Lippert evidently did, and it doesn't taste that good. Sorry man. I really do wish you luck. But if you think trying to browbeatgently encourage your James Potter fans to shell out money for an OF novel will boost sales significantly, well, I'd like to see your numbers in a few months. If you write fan fiction, you write it 'cause you like it. Heck, if you write anything, you write it 'cause you like it. Making a living writing fiction has always been about as far from a sure thing as you can get.

When I become rich and famous

I saw what Lippert wrote about his plans for his own seven-book fan fiction series, with side projects in between, and boy did it sound familiar.

I've alluded in the past to the fact that I do dream of publishing a novel.
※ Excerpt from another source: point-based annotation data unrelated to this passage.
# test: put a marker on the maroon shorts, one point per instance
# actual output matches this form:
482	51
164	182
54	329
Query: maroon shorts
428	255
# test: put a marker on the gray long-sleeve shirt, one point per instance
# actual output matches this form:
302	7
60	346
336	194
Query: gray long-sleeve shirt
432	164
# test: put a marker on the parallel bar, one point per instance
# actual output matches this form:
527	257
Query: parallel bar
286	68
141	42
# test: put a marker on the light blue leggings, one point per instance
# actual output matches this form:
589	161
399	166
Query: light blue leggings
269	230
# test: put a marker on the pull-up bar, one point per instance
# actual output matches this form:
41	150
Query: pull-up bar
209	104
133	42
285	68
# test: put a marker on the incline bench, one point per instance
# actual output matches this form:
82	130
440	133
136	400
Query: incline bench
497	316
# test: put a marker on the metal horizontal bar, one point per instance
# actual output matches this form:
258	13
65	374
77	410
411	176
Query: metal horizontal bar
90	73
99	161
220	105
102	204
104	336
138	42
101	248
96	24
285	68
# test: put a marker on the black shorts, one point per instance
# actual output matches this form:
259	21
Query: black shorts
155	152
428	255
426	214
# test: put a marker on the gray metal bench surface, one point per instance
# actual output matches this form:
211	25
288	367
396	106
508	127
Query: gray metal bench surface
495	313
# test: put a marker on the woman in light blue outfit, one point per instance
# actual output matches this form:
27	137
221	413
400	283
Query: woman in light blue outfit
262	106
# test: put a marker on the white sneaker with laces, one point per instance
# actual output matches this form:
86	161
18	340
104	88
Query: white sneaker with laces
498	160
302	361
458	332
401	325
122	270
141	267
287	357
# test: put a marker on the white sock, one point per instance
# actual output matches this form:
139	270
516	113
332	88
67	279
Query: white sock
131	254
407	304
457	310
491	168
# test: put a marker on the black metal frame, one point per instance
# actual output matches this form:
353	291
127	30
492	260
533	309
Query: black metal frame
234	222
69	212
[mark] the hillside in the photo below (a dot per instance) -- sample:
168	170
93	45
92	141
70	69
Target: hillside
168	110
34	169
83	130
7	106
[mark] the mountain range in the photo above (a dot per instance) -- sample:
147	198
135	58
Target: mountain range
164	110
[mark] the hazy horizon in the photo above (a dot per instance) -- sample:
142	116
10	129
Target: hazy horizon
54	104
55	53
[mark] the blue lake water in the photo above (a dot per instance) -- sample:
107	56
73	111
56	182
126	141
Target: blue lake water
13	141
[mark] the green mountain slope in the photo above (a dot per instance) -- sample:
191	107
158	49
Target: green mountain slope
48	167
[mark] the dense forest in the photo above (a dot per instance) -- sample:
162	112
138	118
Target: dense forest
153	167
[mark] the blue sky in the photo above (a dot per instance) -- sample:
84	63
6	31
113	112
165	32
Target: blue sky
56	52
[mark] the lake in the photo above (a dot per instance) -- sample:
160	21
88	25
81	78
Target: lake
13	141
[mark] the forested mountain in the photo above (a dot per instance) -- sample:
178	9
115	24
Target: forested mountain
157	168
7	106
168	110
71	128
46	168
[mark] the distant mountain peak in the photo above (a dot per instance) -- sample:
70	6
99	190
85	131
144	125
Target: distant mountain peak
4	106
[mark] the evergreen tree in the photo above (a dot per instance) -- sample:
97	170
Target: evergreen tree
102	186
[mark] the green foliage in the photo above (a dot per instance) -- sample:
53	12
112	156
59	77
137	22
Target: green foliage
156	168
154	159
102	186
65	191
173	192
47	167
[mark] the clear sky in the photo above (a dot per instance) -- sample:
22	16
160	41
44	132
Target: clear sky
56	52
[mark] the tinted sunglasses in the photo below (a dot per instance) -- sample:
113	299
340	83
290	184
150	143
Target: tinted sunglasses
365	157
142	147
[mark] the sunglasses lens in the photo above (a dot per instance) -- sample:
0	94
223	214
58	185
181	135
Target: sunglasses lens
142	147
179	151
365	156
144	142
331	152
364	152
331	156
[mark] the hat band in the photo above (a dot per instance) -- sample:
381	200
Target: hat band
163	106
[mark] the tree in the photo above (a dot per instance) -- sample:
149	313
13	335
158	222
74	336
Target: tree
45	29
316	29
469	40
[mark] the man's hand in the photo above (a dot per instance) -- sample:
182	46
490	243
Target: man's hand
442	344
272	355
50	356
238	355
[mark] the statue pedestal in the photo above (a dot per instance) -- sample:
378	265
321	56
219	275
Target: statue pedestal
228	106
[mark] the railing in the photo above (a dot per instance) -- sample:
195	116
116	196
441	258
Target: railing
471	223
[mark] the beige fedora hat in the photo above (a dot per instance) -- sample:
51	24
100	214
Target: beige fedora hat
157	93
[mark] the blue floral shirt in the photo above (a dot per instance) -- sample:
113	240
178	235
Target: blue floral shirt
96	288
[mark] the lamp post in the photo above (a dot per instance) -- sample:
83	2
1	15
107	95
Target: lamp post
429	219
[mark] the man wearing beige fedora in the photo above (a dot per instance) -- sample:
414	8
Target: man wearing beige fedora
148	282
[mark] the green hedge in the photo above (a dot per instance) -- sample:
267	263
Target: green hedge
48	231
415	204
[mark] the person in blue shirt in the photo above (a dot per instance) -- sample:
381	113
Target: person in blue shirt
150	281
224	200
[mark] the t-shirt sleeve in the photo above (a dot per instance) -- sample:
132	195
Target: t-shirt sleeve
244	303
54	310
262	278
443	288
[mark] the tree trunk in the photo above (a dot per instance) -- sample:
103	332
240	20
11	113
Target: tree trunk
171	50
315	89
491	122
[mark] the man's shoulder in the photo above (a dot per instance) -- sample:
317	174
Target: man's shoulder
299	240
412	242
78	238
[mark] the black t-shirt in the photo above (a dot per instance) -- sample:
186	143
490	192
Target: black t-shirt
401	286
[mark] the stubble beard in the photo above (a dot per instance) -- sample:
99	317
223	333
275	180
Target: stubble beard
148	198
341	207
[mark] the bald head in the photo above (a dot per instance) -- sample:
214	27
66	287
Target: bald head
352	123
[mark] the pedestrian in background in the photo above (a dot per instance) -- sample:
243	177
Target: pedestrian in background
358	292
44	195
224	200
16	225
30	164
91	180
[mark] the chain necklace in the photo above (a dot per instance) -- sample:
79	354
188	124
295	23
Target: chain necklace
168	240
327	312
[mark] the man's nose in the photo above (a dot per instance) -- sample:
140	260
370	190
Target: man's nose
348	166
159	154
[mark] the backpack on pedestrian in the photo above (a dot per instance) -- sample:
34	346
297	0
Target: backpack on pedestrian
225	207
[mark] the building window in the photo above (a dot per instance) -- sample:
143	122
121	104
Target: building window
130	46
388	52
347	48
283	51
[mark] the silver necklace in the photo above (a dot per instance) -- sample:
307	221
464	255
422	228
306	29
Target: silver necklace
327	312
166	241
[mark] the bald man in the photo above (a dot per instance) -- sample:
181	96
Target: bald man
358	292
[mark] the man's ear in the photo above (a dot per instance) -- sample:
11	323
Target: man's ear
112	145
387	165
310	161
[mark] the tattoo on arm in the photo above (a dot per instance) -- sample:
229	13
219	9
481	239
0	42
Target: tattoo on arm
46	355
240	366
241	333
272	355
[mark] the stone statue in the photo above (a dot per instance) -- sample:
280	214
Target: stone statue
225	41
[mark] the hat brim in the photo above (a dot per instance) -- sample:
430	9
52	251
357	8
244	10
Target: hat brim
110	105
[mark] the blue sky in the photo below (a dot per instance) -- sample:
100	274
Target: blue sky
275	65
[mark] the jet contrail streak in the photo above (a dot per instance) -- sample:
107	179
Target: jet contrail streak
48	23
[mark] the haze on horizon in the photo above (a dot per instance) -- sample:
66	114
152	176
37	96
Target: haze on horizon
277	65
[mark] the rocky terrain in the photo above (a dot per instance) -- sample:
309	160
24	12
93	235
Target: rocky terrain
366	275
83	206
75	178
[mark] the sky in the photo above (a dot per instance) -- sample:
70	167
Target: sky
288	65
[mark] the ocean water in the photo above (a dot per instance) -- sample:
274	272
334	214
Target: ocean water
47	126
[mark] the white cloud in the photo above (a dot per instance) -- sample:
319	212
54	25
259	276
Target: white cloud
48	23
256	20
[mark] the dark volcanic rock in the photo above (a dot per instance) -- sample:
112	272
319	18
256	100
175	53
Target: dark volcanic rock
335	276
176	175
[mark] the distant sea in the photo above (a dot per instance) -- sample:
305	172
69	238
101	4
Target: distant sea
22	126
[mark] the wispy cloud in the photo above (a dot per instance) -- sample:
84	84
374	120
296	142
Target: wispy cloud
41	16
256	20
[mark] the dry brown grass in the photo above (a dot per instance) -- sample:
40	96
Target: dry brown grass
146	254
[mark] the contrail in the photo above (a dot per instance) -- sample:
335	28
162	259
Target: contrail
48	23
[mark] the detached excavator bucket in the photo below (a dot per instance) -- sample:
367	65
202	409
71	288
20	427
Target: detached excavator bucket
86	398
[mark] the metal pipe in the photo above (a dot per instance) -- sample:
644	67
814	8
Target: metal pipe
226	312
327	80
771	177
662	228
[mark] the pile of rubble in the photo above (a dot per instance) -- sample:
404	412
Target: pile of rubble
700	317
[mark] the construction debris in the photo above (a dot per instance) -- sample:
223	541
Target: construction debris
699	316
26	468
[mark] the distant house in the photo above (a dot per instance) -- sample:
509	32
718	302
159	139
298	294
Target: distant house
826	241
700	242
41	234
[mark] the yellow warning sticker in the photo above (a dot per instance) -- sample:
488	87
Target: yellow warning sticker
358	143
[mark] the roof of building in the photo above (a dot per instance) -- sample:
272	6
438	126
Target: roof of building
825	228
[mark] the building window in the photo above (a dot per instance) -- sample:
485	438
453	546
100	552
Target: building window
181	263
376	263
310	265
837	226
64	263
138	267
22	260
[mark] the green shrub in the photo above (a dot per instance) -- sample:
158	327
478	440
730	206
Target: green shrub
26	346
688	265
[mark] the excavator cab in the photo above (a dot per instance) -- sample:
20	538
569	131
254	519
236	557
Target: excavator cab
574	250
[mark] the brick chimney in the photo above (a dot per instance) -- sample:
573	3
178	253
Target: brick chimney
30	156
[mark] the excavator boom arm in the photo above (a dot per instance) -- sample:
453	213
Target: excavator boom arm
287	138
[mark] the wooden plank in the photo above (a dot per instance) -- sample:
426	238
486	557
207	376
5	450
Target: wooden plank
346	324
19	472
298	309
Maybe even more than one. And that I am in fact working on that.

I have an advantage many aspiring writers don't: I'm already a grown-up and I have a job. So I have the luxury of viewing my writing as a hobby whether or not I ever make a penny off of it. (I have made money off of my writing in the past, but my real job pays better.) If I do get published, I can view it as a hobby that earns me some extra spending money. If I become a best-seller, well, maybe then I'll think about quitting my day job. But frankly, I view that in the same way that I view "If I win the lottery..."

(One might argue this is actually a disadvantage, since I am not, metaphorically speaking, "hungry" enough to really be pursuing my writing dreams, but that's okay.)

So anyway, yes, sometimes the thought occurs to me that I spend an awful lot of time writing fan fiction that I could be spending on something that might actually be publishable (and earn money). But I view all my writing, from my fan fiction to my original fiction, as a hobby that I do for pleasure more than anything else. I really do want to finish Alexandra Quick, and I do plan to write a sequel to Hogwarts Houses Divided someday. But yeah, I want to be published too. I'm not old enough yet that I can't still plan to do both. :)

Should I become a Real Boypublished author, I don't plan to stop writing fan fiction, but I will have to continue to maintain some distance between my "professional" identity and Inverarity the fan fiction author.

And if I finish my novels and query them and no publisher is interested, maybe I will just self-publish and throw them up on Amazon too. But I promise I will never tell you, "I won't write the rest of the Alexandra Quick series unless you buy my shit, yo!"

As for Mr. Lippert, he is discovering what I figured out waaaay back (wow, almost four years ago?) when I first started getting those adulatory reviews. "I think you are good enough to be published and I would buy your books" is very nice to hear. But you need to know that every fan fiction author who is an even halfway decent writer will be told that. Most of the time it's not true. I don't know if it's true for me; I can only hope so. But even if every person telling you that does, in fact, buy your books, that's an insignificant number by publishing standards, so forget about it. You have to be able to sell to people who don't know from fan fiction and don't care.